When it comes to your business, what is your definition of success? Before you answer, there are a few ways I’d like you to think of it:
- Overall business success — which can be defined as “not failing”, a certain revenue or profit goal, funding your retirement or your children’s education, being there when your child gets off the bus or any other definition which suits you.
- Program, product or service success — when you create and offer something new, ensure going in that you know what your desired “success” or “return on investment” is for that particular program, product or service. For example, you may wish to offer a program at a reduced investment as a preliminary to a larger investment (Walmart and other stores do this regularly — they offer a ridiculously low price for one item banking on the fact that you’ll pick up several other items while in the store. . .this is known as a “loss leader”). So for each item you offer, “success” could be a revenue/profit goal, “filling” the program, having X members convert to another program, completing it live so you can turn it into a passive product afterwards, a credibility factor (to be able to say you’ve done it) or any other factor which suits you.
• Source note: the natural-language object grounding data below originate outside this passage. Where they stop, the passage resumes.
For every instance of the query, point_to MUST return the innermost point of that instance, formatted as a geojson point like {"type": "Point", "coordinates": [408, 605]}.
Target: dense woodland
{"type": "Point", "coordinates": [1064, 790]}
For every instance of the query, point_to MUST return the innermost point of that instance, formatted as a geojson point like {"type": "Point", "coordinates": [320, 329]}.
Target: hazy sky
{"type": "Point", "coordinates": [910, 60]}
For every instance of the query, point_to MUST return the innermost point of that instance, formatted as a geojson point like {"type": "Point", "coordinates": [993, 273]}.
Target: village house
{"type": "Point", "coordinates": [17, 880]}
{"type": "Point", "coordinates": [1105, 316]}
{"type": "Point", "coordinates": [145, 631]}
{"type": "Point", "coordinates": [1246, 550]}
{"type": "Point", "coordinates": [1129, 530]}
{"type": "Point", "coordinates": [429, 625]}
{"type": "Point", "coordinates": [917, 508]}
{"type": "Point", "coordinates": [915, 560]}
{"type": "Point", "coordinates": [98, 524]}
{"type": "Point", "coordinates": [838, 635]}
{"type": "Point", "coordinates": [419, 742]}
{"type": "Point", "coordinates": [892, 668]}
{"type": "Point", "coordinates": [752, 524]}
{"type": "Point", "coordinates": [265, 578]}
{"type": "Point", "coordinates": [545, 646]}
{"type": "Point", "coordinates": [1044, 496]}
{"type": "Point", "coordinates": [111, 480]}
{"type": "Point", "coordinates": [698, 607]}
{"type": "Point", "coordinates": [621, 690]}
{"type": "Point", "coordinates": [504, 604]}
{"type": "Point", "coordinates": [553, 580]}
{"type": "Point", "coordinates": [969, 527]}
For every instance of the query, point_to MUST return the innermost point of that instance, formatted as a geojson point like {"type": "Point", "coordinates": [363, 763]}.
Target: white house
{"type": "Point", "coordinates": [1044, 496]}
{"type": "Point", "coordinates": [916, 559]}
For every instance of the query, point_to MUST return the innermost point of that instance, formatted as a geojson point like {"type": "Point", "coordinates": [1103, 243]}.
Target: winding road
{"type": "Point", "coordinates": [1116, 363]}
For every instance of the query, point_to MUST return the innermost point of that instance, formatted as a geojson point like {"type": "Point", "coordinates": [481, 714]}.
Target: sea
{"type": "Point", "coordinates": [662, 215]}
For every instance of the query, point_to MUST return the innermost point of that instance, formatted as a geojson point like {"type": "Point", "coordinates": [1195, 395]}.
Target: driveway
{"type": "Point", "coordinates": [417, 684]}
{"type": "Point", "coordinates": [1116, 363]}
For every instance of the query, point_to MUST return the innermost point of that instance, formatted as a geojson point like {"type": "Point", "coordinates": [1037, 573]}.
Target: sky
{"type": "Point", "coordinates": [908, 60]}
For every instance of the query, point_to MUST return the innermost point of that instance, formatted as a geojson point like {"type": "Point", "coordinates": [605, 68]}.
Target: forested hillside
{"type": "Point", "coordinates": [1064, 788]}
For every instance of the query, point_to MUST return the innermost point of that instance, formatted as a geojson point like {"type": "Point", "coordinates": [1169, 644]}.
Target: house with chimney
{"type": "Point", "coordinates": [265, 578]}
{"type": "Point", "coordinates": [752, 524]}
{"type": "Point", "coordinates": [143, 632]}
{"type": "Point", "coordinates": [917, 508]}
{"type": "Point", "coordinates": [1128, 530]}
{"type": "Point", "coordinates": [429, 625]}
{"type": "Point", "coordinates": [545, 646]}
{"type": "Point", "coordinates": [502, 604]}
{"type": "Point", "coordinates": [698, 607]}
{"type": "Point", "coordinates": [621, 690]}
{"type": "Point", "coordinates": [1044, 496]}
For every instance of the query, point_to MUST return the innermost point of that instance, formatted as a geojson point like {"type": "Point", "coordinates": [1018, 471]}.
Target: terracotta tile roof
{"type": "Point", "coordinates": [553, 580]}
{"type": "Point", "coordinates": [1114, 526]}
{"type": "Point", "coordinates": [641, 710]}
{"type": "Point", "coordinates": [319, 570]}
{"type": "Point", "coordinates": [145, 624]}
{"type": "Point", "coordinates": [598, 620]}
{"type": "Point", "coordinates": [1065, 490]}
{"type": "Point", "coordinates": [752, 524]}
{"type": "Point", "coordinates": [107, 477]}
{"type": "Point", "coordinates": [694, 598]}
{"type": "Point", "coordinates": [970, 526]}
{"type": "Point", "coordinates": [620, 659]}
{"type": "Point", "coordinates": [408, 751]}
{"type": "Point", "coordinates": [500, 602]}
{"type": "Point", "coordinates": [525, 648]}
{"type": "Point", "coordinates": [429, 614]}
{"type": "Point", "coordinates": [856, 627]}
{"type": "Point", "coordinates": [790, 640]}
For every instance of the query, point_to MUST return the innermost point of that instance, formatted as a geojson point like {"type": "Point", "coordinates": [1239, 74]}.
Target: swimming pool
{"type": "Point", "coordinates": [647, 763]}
- Team success — is your team (whether it’s one person or a “hat” you wear certain days/times of the week) getting their job done? Do your customers feel cared for? Do you know your team has your back? Are they proactive or robotic in nature (and which do you prefer?)?
There are several ways to define success. The key is to know what your definition is for any particular set of circumstances.
Once you know what your definition is, you’ll want to regularly (monthly, quarterly, annually) check in and see if everything is going according to plan. If not, it’s time to tweak your marketing, your approach, your work habits. . .something.